Federal authorities intensified their assault on Harris's assets. In August 1988, the DEA executed a massive asset seizure, confiscating his $1.1 million mansion in the prestigious Encino neighborhood, along with additional properties in Tarzana and a collection of luxury vehicles including a 1981 Mercedes-Benz and a 1988 Jaguar. The total value of seized assets reached approximately $3.2 million—a staggering blow to his wealth and a clear message that the government intended to dismantle his empire piece by piece through the Federal Asset Forfeiture Act of 1984.

## Part Six: Prison Marriages and Unlikely Alliances

Despite his incarceration at Tehachapi Prison in California's Cummings Valley, Harris's resilience remained intact. While imprisoned, he married Lydia Robinson in a ceremony that carried an almost Kafkaesque irony: the wedding was officiated by the same judge who had convicted him and sentenced him to 28 years. The marriage represented both a personal commitment and a calculated move—a legal partnership that would provide Lydia with standing in business negotiations and potentially protect certain assets through spousal protections.

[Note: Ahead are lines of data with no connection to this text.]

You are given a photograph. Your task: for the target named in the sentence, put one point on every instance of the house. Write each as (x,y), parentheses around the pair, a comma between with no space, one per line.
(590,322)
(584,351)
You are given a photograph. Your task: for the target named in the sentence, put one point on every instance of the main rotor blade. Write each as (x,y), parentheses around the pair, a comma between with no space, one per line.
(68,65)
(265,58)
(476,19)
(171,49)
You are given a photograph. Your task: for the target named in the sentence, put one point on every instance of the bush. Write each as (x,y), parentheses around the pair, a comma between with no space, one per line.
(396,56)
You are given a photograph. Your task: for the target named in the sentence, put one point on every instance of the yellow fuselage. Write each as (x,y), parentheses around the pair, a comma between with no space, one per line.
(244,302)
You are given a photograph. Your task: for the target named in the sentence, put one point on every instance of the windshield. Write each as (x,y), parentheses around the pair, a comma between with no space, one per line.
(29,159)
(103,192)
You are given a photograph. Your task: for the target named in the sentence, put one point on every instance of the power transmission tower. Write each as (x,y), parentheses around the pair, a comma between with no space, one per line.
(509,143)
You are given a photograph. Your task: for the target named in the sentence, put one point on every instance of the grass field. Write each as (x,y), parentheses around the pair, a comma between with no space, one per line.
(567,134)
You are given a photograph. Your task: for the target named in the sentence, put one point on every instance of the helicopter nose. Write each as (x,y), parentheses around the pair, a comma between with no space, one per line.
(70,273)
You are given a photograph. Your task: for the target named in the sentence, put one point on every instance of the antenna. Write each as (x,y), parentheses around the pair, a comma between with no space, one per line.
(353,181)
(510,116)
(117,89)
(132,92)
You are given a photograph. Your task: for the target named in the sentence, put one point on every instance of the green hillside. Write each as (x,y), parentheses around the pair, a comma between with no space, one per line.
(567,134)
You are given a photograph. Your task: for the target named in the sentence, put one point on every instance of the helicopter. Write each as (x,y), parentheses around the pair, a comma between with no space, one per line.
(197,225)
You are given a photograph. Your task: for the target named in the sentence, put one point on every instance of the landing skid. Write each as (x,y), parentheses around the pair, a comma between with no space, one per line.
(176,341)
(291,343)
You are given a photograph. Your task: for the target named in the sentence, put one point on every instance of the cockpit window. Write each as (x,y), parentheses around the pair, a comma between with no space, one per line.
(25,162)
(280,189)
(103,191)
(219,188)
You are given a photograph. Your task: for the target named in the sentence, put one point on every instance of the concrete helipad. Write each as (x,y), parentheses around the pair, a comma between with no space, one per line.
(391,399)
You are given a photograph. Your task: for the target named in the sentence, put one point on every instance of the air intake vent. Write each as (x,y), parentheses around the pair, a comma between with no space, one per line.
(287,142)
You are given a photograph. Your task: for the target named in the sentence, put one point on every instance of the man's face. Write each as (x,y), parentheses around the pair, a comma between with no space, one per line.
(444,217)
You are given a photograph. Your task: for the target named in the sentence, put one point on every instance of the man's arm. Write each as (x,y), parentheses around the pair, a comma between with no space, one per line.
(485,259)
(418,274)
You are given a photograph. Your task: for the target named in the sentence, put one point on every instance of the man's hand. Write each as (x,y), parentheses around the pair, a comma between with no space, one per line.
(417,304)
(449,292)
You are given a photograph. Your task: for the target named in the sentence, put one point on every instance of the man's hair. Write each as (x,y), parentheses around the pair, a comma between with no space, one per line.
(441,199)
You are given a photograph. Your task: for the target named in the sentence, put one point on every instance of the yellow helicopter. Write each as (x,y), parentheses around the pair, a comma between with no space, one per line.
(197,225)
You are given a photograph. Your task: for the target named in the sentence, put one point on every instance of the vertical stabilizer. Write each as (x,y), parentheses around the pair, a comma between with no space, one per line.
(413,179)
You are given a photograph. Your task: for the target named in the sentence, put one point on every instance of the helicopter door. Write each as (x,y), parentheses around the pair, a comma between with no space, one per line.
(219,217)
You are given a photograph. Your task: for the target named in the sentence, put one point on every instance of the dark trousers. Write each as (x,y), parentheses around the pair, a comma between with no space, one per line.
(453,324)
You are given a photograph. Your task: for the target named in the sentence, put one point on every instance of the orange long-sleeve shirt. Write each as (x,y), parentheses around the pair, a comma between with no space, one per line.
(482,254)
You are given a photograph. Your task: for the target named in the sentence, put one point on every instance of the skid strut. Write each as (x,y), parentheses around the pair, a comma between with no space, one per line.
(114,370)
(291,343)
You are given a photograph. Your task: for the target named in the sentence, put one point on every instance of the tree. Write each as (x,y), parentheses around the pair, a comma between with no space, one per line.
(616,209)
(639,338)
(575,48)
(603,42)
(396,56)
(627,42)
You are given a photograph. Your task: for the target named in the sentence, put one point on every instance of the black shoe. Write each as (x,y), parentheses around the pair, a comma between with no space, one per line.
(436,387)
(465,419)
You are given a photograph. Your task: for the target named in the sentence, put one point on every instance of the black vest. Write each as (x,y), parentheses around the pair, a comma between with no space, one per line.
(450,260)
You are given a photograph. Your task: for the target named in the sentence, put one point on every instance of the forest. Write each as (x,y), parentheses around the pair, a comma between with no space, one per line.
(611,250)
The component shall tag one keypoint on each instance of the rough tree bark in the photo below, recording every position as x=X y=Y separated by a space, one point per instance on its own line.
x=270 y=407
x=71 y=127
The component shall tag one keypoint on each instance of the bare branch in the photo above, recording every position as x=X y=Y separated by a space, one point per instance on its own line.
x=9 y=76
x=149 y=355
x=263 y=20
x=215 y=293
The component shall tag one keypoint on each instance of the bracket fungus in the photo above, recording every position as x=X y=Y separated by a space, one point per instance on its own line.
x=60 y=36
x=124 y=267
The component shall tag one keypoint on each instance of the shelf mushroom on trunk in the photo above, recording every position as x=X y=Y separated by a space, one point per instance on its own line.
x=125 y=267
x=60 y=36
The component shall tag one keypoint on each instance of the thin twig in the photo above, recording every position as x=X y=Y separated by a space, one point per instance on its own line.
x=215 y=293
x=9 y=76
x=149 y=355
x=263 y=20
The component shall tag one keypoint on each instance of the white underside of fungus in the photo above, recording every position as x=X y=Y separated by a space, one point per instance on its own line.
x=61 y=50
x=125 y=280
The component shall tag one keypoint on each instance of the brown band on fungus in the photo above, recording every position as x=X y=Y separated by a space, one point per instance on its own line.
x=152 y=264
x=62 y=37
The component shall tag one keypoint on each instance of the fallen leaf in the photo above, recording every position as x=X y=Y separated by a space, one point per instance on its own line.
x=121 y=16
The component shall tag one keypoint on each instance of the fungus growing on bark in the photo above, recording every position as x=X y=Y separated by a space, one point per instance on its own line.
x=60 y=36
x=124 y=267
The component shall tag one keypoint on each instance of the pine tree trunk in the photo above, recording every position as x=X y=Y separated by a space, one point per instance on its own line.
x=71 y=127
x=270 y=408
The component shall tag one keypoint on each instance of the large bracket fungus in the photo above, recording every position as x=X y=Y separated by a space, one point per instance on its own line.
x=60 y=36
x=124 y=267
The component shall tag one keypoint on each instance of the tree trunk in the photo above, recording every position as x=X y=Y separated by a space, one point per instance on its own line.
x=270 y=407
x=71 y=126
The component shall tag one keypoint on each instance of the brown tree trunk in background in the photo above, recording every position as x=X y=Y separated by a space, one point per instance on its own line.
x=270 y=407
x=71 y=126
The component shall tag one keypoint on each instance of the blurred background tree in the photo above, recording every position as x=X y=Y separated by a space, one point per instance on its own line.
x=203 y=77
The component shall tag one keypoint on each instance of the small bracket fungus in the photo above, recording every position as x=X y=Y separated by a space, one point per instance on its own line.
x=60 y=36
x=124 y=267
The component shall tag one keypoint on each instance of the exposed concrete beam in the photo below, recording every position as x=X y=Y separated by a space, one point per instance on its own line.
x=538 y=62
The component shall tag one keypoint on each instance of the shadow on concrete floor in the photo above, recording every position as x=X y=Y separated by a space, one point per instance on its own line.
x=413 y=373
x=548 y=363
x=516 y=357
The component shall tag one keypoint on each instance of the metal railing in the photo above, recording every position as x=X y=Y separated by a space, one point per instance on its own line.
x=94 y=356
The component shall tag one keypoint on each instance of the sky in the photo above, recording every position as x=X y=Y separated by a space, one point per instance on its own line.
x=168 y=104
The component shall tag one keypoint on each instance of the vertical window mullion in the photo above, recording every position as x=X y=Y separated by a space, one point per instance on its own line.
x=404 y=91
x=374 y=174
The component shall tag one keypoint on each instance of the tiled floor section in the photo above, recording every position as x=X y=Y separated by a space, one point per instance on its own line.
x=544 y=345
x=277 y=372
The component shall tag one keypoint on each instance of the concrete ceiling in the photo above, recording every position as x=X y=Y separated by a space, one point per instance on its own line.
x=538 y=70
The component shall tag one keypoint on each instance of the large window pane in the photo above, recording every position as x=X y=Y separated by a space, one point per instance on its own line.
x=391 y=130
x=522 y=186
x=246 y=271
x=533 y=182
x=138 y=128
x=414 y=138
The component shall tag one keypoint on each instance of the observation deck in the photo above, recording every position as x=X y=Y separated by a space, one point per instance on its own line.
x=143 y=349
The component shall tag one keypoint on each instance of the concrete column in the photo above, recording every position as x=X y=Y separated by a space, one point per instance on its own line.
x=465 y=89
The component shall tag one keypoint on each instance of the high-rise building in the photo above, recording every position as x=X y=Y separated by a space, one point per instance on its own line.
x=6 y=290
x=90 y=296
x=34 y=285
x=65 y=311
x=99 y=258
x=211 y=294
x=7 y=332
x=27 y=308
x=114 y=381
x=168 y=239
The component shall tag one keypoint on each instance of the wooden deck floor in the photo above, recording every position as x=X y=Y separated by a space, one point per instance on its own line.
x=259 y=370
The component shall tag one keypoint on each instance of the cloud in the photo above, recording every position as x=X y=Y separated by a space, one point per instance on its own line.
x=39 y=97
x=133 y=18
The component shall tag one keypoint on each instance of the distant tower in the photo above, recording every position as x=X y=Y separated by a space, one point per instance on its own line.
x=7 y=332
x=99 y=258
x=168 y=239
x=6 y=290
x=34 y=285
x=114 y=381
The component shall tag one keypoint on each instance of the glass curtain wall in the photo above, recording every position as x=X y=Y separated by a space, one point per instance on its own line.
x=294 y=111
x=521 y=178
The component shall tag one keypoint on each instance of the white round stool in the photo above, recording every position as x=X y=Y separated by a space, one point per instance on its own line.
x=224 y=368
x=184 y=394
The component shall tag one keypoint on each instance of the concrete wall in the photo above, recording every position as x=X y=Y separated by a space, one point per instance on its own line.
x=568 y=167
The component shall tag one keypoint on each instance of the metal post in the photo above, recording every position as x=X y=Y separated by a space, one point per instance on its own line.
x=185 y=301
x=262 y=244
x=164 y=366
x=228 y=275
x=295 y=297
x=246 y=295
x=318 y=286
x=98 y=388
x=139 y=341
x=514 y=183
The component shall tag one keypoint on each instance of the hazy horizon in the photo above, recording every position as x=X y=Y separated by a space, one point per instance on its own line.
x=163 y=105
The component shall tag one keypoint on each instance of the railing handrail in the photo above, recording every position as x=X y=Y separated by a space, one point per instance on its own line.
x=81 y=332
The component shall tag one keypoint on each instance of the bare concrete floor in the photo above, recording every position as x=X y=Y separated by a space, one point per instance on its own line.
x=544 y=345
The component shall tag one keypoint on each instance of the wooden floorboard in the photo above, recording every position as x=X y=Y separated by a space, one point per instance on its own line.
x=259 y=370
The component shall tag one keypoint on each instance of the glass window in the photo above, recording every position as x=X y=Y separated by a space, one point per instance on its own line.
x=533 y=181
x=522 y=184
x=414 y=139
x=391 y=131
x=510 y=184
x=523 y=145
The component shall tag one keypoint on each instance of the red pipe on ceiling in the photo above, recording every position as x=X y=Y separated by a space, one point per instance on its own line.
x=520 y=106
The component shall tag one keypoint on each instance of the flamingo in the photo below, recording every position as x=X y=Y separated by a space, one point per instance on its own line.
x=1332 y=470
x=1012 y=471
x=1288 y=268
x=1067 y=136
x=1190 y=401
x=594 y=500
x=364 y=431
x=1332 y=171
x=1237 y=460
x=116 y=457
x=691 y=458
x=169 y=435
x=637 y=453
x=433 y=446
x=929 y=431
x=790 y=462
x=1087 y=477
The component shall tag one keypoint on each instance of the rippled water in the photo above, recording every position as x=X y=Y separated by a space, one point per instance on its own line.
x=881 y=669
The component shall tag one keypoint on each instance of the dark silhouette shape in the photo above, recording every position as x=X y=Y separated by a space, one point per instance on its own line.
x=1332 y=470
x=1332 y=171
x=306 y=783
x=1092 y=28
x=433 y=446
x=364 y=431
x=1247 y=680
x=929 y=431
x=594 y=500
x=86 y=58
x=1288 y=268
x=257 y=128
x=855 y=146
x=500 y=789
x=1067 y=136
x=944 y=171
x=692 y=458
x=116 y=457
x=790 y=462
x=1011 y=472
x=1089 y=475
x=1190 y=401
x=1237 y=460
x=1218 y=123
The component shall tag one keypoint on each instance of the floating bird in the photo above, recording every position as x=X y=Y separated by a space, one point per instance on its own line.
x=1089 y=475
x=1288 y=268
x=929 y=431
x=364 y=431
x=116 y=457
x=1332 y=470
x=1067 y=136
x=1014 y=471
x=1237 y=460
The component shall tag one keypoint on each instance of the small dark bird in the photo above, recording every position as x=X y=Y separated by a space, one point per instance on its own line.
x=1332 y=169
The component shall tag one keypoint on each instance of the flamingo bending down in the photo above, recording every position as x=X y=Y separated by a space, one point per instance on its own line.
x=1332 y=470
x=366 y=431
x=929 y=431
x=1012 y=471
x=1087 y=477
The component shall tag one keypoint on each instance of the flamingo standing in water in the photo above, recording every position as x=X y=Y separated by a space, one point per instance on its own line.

His influence, remarkably, did not diminish behind prison walls. Harris briefly shared a cell with Rick "Freeway" Ricky Ross, one of Los Angeles's most notorious and prolific drug dealers of the 1980s and a longtime associate of his late brother David. During their time together, Harris offered Ross advice on leveraging Andre "Dr. Dre" Young's production talents—suggesting that Harris's connections to the entertainment industry remained valuable even from behind bars.

It was during this period of imprisonment that Harris made what would become perhaps the most consequential introduction of his life. In October 1991, while incarcerated at the Los Angeles Metropolitan Detention Center, Harris facilitated a meeting—or rather, orchestrated an introduction—between Marion "Suge" Knight Jr. and David Kenner, his attorney. The stated purpose was to further Lydia's singing career, but the actual consequences of this connection would shape the trajectory of hip-hop music for decades to come.

Harris had first met Knight over the telephone, a relationship conducted through the prison communication system. When they finally met in person while Harris was detained at the LA Metropolitan Detention Center, a significant bond formed. Harris recognized in Knight something valuable: ambition, connections to the entertainment world, and the kind of ruthless pragmatism necessary to navigate the music industry's increasingly violent intersection with the streets.

What began as an introduction designed to benefit his wife's singing career would evolve into something far more significant. Harris and Knight's relationship, forged in the unlikely setting of a federal detention facility, would eventually result in the formation of Death Row Records—an institution that would define West Coast hip-hop and fundamentally alter the landscape of American popular music.

## Epilogue: The Ghost in the Machine

Michael Harris's story represents a peculiar American tragedy—a man of genuine intelligence and business acumen who might have built legitimate wealth and influence, but instead wagered his freedom, his family, and his soul on the cocaine trade. His brief venture into entertainment investment, while ultimately overshadowed by his criminal enterprise, suggested an awareness that the drug game had a shelf life, that real power and lasting legacy required legitimate infrastructure.

From the Low Bottoms of South Central to federal prison cells, from crack houses to Broadway theaters, Harris embodied the complex intersections of race, poverty, ambition, and criminality that defined a particular moment in American urban life. His legacy remains complicated and contested—a drug kingpin who financed artistic endeavors, a criminal mastermind who understood business principles that legitimate executives might envy, a man whose relationships and introductions altered the course of popular culture while his own life trajectory led inexorably toward incarceration.

The streets that called louder than the classroom would ultimately demand a price far higher than any tuition ever could.